Benjamin moderated a panel discussion featuring experts in public health and climate change. NIEHS Senior Advisor for Public Health John Balbus, M.D., and GEH Program Manager Trisha Castranio organized the event.
Working with communities
“When you couple climate change-induced extreme heat with the COVID-19 pandemic, health threats are multiplied in high-risk communities,” said Patricia Solis, Ph.D., executive director of the Knowledge Exchange for Resilience at Arizona State University. “That is especially true when people have to shelter in places that cannot be kept cool.”
She said that historically in Maricopa County, Arizona, 16% of people who have died from indoor heat-related issues have no air conditioning (AC). And many individuals with AC have malfunctioning equipment or no electricity, according to county public health department records over the last decade.
“We know of two counties, Yuma and Santa Cruz, both with high numbers of heat-related deaths and high numbers of COVID-19-related deaths,” she said. “The shock of this pandemic has revealed how vulnerable some communities are. Multiply that by what is already going on with climate change.”
Solis said that her group has worked with faith-based organizations, local health departments, and other stakeholders to help disadvantaged communities respond to climate- and COVID-19-related issues, such as lack of personal protective equipment.
“Established relationships are a resilience dividend we can activate during emergencies,” she said. “A disaster is not the time to build new relationships.”
Personalizing a disaster
Janelle Rios, Ph.D. , director of the Prevention, Preparedness, and Response Consortium at the University of Texas Health Science Center School of Public Health, recounted her experience during Hurricane Harvey in Houston in 2017. Rios and her husband had just bought a new home there and were in the process of moving.
“We had flood insurance and a second house, but friends with fewer resources were traumatized,” Rios said. A lab tech friend lost her home and lived for months with her husband and dog in Rios’s garage apartment. A member of the health center cleaning staff had to be rescued by boat and ended up in a crowded shelter.
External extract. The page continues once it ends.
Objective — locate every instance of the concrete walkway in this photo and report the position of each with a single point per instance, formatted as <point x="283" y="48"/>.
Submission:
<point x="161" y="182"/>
Rios discussed those experiences in the context of concepts such as equality and equity.
“Imagine moving large numbers of people into shelters during a pandemic,” Benjamin said. “Some 40% of people with COVID-19 have no symptoms.”
According to Rios, local public health officials and decision-makers would benefit from learning more about the science behind climate change and related health effects, including those involving mental health.
Climate change adaptation and mitigation
Nicole Hernandez Hammer recently became a staff scientist at UPROSE, a Latino community-based organization in the Sunset Park neighborhood of Brooklyn, New York.
She said that many Sunset Park residents cope with climate-sensitive underlying health conditions. According to Hernandez Hammer, those individuals understand the need to address climate change to lessen their vulnerability to COVID-19.
“Immigrant communities know about resilience and adaptation,” she said. “We are in a position to lead on climate change adaptation and mitigation.”
Before joining UPROSE, Hernandez Hammer studied climate-related tidal flooding in frontline, low-lying Miami neighborhoods. High levels of Escherichia coli have been found in the water there.
“Sunny-day flooding happens about a dozen times a year in south Florida,” she said. “According to Army Corps of Engineers sea level rise projections, by 2045, in many places in the U.S., it may happen as many as 350 times a year.”
Scientists should work harder to collaborate and share research with communities facing climate- and COVID-19-related health problems, according to Hernandez Hammer.
(John Yewell is a contract writer for the NIEHS Office of Communications and Public Liaison.)